Workers across the country are heeding this national call and joining the movement. Today and tomorrow, worker leaders here in Seattle who work at major chains like McDonald's, Burger King, Taco Bell, and Subway are making hundreds of phone calls to fellow low-wage workers and visiting every fast food outlet in the city to spread the word about the fast-growing movement for good jobs they sparked with their May 30th strike.
(Note: Advance interviews may be available. Contact Sage Wilson at firstname.lastname@example.org to arrange.)
Who: Fast food workers from McDonalds, Burger King, Taco Bell, Subway, and other chains across Seattle
What: Launch strikelines across Seattle calling for better pay and the right to organize without retaliation.
When & Where: Thursday, August 29th. 7:00 am - Strikelines will kick off with a Westlake Park gathering. 8:00 am - 2:00 pm - Strikelines will spread to multiple locations across the city throughout the day. Specific location details will be available early Thursday morning. 4:00 pm - Major citywide convergence of striking workers gathers at Plymouth Pillars Park (Pike St & Boren Ave) before heading out to dinnertime strikelines at nearby fast food locations.
The August 29th national strike comes amidst an extraordinary upsurge of worker unrest which has moved low-wage worker issues to the center of public attention. From SeaTac to Tacoma to the Skagit Valley to the Seattle mayoral race, highly profitable fast food corporations and other big employers have come under increasing pressure as workers continue to raise the question of how we can build a sustainable economy when the fastest-growing jobs pay poverty wages.
About Good Jobs Seattle:
Sparked by the May 30th fast food strike, Good Jobs Seattle is a growing movement which seeks to build a sustainable future for Seattle's economy from the middle out — by turning poverty-wage jobs in fast food and other industries into good jobs that offer opportunities for a better future and pay enough for workers to afford basic necessities like food, clothing and rent. Good Jobs Seattle is supported by organizations including Washington Community Action Network, Working Washington, OneAmerica, at least one millionaire, and hundreds of workers and grassroots supporters.
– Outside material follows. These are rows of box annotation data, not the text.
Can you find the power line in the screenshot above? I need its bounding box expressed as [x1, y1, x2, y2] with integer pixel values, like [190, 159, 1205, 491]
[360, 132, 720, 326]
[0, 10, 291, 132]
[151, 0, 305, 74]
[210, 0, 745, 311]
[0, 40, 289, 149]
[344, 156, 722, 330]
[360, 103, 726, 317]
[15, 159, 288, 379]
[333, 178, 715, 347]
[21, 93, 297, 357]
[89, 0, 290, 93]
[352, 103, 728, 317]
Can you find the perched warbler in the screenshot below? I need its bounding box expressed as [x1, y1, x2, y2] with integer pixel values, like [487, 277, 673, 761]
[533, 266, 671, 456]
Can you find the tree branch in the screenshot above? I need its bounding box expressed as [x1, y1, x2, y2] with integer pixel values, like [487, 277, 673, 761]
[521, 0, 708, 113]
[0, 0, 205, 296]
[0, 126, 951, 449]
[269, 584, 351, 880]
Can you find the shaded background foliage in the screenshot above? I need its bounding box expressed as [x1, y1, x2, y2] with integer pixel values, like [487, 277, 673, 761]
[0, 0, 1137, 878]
In just a few months fast food workers in Seattle have sparked a fast-growing movement for good jobs:
- On May 30th, strikelines spread across Seattle as hundreds went on strike for better pay and the right to organize, united under a call to "Strike Poverty - Raise Seattle".
- On June 15th, mayoral candidates debated what city government could do to raise the economy by lifting up poverty-wage jobs before an audience of about 200 fast food, grocery store, hotel, home care, and other poverty-wage workers and their supporters.
- On July 11th, fast food workers briefed members of the Seattle city council about working conditions, including low pay, wage theft, and health & safety concerns.
- On August 1st, informational pickets & in-store teach-ins about criminal wage theft were held at fast food and coffee outlets across the city.